The implementation is based on these two papers; Bootstrap estimates for confidence intervals in ASR performance evaluation and Statistical Testing on ASR Performance via Blockwise Bootstrap.
For each model X and Y, compute total errors and count of words for each sentence in your test set. Then save them in a text file with a seperator. For example, for a sentence in the test set;
model A: 5 errors model B: 10 errors total number of words in sentence: 12
Save as 5|10|12
where "|" is used as a separator.
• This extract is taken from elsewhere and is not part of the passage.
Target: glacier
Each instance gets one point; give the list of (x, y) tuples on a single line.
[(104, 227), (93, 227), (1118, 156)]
If you intend to use blockwise sampling, e.g. sampling on speakers, then save as 5|10|12|speaker_id
Checkout the test_files
directory for example files.
To find out if model Y is better than model X;
cd asr_stat_significance
import numpy as np
np.random.seed(42)
from asr_stat_significance import StatisticalSignificance
si_obj = StatisticalSignificance(
file_path="wer_file.txt",
total_batch=1000,
use_gaussian_appr=True,
)
ci_obj = si_obj.compute_significance(
num_samples_per_batch=30, confidence_level=0.95)
print(ci_obj)
print(f"The difference in WER between Model X and Y is significant: ", {ci_obj.is_significant()})
OR when you would like to perform bootstrap sampling based on some criteria such as speaker, gender, or age, etc.
import numpy as np
np.random.seed(42)
from asr_stat_significance import StatisticalSignificance
si_obj_block = StatisticalSignificance(
file_path="wer_file_block.txt",
total_batch=1000,
use_gaussian_appr=True,
)
ci_obj_block = si_obj_block.compute_significance(num_samples_per_block=2,
confidence_level=0.95, use_blockwise_bootstrap=True,)
print(ci_obj_block)
print(f"The difference in WER between Model X and Y is significant: ", {ci_obj_block.is_significant()})
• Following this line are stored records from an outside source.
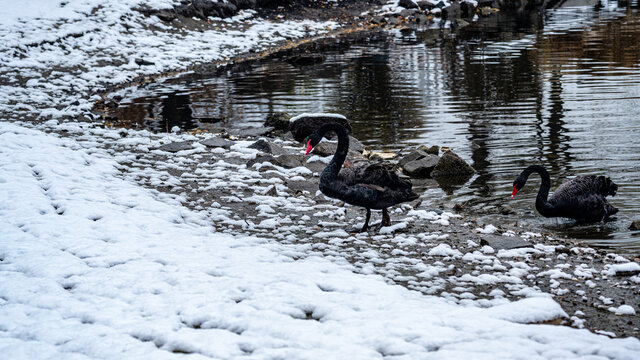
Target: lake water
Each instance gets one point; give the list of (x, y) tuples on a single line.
[(561, 89)]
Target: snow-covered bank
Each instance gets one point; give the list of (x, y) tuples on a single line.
[(93, 266), (55, 54)]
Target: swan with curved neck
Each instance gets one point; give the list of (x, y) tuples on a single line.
[(371, 186), (582, 198)]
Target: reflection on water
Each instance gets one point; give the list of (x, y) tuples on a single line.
[(560, 89)]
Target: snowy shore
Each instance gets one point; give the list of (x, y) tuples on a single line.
[(114, 249)]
If both values of CI low and CI high lie fully on the negative side on the real axis (i.e., if both values are negative), then, at the confidence level specified, the difference in WER is statistically significant. Therefore, one can say model Y is better than model X.
- confidence_level: Confidence level to be used for computation. Typical levels include 90%, 95% and 99%. Default is 95%.
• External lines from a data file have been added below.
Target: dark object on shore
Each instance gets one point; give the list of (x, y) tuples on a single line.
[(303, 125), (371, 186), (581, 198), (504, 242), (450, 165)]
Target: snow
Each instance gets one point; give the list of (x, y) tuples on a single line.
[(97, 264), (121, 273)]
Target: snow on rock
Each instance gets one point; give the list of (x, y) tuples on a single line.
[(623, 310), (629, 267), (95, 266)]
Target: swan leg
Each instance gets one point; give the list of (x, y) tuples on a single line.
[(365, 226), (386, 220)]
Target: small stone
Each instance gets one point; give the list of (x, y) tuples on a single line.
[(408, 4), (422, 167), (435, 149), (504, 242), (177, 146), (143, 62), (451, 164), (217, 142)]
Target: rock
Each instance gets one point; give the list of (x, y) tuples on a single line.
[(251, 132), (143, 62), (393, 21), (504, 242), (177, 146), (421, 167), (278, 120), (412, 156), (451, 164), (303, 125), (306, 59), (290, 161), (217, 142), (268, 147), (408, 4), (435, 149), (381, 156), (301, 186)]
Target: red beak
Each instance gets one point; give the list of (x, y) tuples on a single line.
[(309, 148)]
- total_batch: total amount of bootstrap sampling runs. Note that sampling is done with replacement. Typical values are 10^2, 10^3, 10^4. Default is 10^3.
- num_samples_per_batch: The number of WER/CER data selected for each batch. Value should be based on the size of the test set.
- num_samples_per_block: If
use_blockwise_bootstrap=True
, then, this is the number of samples to collect from each block during bootstrap sampling.